Just having numeric values is not enough. We may also have missing values. We need to deal with them before normalisation:
from sklearn.pipeline import Pipeline
from sklearn.impute import SimpleImputer
from sklearn.preprocessing import StandardScaler
# numeric transformer
numeric_transformer = Pipeline(steps=[
('imputer', SimpleImputer(strategy='median')),
('scaler', StandardScaler())])
# now before we transform we impute missing values with columns median.
normalise_numeric_features = numeric_transformer.fit_transform(numeric_feature)
This might not be enough, as you might have different data types in your dataset each needing their own transformer. You can do:
import pandas as pd
import numpy as np
from sklearn.compose import ColumnTransformer
from sklearn.pipeline import Pipeline
from sklearn.impute import SimpleImputer
from sklearn.preprocessing import StandardScaler, OneHotEncoder
from sklearn.linear_model import LogisticRegression
# select features types
numeric_features = df.select_dtypes(include=['numeric'])
categorical_features = df.select_dtypes(include=['category'])
# create transformer for each feature types
numeric_transformer = Pipeline(steps=[
('imputer', SimpleImputer(strategy='median')),
('scaler', StandardScaler())])
categorical_transformer = Pipeline(steps=[
('imputer', SimpleImputer(strategy='constant', fill_value='missing')),
('onehot', OneHotEncoder(handle_unknown='ignore'))])
# create a process
preprocessor = ColumnTransformer(
transformers=[
('num', numeric_transformer, numeric_features),
('cat', categorical_transformer, categorical_features)])

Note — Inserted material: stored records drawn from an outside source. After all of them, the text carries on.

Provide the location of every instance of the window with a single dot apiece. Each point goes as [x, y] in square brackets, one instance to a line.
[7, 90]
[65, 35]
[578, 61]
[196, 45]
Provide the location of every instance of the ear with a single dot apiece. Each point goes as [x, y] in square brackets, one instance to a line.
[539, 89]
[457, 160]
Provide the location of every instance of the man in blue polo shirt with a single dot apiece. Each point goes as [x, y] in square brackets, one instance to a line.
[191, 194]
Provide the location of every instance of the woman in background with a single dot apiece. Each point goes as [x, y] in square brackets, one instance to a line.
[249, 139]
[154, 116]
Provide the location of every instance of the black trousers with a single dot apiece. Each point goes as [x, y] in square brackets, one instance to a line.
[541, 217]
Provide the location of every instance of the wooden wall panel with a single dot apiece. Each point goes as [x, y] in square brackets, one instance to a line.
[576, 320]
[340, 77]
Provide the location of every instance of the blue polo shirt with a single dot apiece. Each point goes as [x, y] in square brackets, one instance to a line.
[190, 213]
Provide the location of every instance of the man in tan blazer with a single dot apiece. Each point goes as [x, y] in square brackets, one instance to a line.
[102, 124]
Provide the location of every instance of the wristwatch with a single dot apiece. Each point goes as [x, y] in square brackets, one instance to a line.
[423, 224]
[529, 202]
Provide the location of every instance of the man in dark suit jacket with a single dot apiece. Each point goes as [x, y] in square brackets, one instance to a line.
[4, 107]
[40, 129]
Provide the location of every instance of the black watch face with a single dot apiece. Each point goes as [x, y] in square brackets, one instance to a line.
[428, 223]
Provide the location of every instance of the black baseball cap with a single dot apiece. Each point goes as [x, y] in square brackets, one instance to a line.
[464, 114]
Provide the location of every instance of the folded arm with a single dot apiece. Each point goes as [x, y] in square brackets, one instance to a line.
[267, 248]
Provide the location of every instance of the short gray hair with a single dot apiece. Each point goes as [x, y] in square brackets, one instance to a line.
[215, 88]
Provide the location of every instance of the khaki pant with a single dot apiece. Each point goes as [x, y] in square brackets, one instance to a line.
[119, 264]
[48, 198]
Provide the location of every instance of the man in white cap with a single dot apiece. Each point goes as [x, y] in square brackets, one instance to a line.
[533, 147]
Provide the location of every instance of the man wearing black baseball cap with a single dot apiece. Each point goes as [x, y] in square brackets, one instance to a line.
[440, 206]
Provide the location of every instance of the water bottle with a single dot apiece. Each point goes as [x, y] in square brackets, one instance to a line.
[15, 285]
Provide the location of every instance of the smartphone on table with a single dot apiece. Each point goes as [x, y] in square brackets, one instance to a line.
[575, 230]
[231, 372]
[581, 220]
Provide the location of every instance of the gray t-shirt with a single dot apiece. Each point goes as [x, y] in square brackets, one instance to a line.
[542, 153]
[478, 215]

# if you have a model you can add it in a pipeline to
clf = Pipeline(steps=[('preprocessor', preprocessor),
('classifier', LogisticRegression(solver='lbfgs'))])
# now we can use train the model
clf.fit(df[train_features], df[train_target])
# the fit will take the features, do the preprocessing(impute, normalise etc) that is fit_transforms, and train your model.
clf.predict(df[test_features])
# predict will just transform your features, using the learned metrics from train_features.
Hope this helps get the most of scikit-learn.